NLRP3 Inflammasome Activation by MicroRNA-495 Promoter Methylation May Contribute to the Progression of Acute Lung Injury

Abstract

Acute lung injury (ALI) is a pulmonary disorder that causes acute respiratory failure, thus leading to relative high mortality worldwide. However, the molecular mechanisms of ALI remain largely unknown. MicroRNA (miRNA)-dependent control of gene expression at a post-transcriptional level has been recently reported.

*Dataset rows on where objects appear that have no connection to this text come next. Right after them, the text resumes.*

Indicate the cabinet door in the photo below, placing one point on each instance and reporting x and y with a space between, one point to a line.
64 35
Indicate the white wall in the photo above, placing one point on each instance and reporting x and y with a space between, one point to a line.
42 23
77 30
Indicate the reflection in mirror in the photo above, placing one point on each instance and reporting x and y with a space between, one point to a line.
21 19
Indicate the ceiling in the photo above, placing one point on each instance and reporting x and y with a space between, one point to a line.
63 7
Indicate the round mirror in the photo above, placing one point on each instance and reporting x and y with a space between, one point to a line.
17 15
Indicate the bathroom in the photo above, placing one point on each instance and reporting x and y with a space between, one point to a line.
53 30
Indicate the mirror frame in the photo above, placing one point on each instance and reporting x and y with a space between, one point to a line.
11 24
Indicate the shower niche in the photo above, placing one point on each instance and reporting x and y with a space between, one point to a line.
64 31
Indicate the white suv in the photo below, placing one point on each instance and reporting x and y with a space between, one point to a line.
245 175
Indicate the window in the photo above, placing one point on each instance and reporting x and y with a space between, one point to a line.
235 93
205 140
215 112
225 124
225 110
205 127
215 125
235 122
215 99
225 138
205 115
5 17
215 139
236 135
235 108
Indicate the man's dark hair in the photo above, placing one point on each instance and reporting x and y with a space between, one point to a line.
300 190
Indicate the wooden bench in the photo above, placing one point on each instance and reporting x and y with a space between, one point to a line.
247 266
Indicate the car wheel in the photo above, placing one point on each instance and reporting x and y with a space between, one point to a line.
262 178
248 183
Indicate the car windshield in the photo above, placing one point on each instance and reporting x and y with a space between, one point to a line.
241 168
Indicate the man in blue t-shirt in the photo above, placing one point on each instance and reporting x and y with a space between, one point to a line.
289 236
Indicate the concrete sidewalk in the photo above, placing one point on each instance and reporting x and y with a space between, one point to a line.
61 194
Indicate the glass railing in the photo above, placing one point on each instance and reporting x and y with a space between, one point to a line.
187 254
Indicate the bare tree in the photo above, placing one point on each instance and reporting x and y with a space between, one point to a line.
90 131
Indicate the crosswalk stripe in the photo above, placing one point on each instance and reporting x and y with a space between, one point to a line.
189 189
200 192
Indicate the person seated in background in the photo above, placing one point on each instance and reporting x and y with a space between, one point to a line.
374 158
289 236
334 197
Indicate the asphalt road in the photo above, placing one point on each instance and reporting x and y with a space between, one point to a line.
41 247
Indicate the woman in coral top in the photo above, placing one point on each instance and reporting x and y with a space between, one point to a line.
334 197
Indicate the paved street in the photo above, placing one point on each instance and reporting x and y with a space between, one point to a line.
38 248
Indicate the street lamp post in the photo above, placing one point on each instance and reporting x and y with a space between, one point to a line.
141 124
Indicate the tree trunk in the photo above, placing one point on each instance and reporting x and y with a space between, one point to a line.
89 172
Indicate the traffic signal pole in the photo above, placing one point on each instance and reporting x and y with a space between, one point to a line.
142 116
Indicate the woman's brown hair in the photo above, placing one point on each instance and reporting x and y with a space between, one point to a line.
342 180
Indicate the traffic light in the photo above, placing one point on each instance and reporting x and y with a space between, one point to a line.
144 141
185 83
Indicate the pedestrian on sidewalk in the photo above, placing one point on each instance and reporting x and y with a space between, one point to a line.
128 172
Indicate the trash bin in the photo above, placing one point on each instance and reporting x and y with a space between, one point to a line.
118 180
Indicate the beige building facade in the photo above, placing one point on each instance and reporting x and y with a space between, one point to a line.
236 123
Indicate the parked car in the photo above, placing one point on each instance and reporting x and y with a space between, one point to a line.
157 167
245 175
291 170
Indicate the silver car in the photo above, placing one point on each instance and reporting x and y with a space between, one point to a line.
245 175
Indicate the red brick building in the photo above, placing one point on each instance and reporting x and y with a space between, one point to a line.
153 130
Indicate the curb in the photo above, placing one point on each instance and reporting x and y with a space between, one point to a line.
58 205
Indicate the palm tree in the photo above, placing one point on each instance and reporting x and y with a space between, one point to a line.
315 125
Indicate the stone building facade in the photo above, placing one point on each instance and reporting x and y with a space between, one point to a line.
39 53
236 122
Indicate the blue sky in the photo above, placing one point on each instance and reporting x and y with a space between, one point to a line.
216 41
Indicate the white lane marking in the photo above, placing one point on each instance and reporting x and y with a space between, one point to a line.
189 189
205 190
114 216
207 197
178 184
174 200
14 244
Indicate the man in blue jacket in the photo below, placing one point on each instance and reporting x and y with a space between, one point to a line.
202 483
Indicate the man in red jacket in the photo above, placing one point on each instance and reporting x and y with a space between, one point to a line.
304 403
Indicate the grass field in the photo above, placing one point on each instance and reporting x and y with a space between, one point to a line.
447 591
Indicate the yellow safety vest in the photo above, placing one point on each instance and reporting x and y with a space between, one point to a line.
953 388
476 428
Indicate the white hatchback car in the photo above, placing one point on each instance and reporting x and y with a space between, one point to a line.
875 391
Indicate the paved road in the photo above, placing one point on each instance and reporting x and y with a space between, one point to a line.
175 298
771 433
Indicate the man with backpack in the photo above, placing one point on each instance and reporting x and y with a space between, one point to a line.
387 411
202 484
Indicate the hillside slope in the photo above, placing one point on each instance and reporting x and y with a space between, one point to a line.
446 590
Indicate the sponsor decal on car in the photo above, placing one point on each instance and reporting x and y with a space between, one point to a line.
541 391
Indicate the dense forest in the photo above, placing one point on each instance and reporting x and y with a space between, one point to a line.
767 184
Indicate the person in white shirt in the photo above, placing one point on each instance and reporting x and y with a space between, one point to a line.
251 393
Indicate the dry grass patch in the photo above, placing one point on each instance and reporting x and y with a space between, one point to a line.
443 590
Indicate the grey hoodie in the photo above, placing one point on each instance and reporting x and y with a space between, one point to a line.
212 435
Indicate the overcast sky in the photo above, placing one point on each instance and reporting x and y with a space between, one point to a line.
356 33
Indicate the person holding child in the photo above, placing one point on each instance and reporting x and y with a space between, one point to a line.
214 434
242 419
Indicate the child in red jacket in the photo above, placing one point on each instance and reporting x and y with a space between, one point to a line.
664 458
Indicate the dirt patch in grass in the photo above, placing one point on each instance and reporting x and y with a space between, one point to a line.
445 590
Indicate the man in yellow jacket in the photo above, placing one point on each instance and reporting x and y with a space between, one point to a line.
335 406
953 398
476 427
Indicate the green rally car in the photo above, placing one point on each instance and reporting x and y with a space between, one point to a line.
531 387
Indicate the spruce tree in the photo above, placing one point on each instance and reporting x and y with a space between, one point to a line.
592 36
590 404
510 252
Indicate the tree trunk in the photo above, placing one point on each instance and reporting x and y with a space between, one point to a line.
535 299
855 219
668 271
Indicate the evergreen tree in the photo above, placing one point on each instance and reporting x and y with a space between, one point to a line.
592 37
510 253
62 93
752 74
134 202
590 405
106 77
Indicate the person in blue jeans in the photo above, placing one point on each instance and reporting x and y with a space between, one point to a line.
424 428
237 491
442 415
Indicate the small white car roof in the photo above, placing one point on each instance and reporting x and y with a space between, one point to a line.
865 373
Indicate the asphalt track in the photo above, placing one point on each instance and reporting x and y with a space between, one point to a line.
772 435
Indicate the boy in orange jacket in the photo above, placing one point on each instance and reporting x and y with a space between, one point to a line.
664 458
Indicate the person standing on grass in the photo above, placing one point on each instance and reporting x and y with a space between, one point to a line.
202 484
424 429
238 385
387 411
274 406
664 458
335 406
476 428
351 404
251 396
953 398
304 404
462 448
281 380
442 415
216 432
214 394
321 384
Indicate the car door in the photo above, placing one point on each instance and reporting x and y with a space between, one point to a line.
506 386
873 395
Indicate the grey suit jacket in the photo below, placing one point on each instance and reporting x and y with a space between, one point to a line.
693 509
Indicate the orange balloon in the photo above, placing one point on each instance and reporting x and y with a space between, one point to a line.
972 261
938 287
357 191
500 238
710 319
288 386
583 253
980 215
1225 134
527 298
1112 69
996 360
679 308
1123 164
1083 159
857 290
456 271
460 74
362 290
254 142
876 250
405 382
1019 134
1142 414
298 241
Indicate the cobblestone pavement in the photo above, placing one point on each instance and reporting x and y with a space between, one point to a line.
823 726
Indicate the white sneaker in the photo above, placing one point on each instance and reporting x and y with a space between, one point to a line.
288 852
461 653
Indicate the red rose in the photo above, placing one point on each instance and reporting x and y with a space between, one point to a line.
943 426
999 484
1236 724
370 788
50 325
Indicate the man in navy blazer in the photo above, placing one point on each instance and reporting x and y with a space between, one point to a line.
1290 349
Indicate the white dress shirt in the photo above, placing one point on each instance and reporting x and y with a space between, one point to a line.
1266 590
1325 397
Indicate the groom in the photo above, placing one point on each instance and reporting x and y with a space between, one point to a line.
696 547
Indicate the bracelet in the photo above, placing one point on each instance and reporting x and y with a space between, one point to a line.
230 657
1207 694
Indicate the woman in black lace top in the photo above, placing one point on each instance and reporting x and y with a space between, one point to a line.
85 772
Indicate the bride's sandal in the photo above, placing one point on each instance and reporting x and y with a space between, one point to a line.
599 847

Herein, we identify a candidate miRNA, miR-495, that affects the progression of ALI. Alveolar macrophages (NR8383) were treated with 1 μg/mL lipopolysaccharide (LPS) to establish a cell-injury model. Combined with the data from western blot, methylation-specific PCR, methylated DNA immunoprecipitation, and chromatin immunoprecipitation assays, NLRP3 inflammasome activation and methylation-dependent repression of miR-495 were found in LPS-exposed NR8383 cells. Dual-luciferase reporter gene assay and miR-495 gain-of-function experiments confirmed that NLRP3 was a target of miR-495. Next, the expression of miR-495 and NLRP3 was overexpressed or silenced to assess their effects on NLRP3 inflammasome activation, alveolar macrophage inflammation, and pyroptosis in vitro. As demonstrated, overexpressed miR-495 alleviated alveolar macrophage inflammation and pyroptosis and inhibited NLRP3 inflammasome activation by negatively regulating the NLRP3 gene. Consistently, elevated miR-495 alleviated lung injury and reduced the neutrophil infiltration and inflammation in rat models of LPS-induced ALI. Taken together, the data in our study demonstrated that methylation of the miR-495 promoter could downregulate miR-495, whose elevation could attenuate the activation of the NLRP3 inflammasome to protect against ALI, which provides novel therapeutic targets for ALI treatment.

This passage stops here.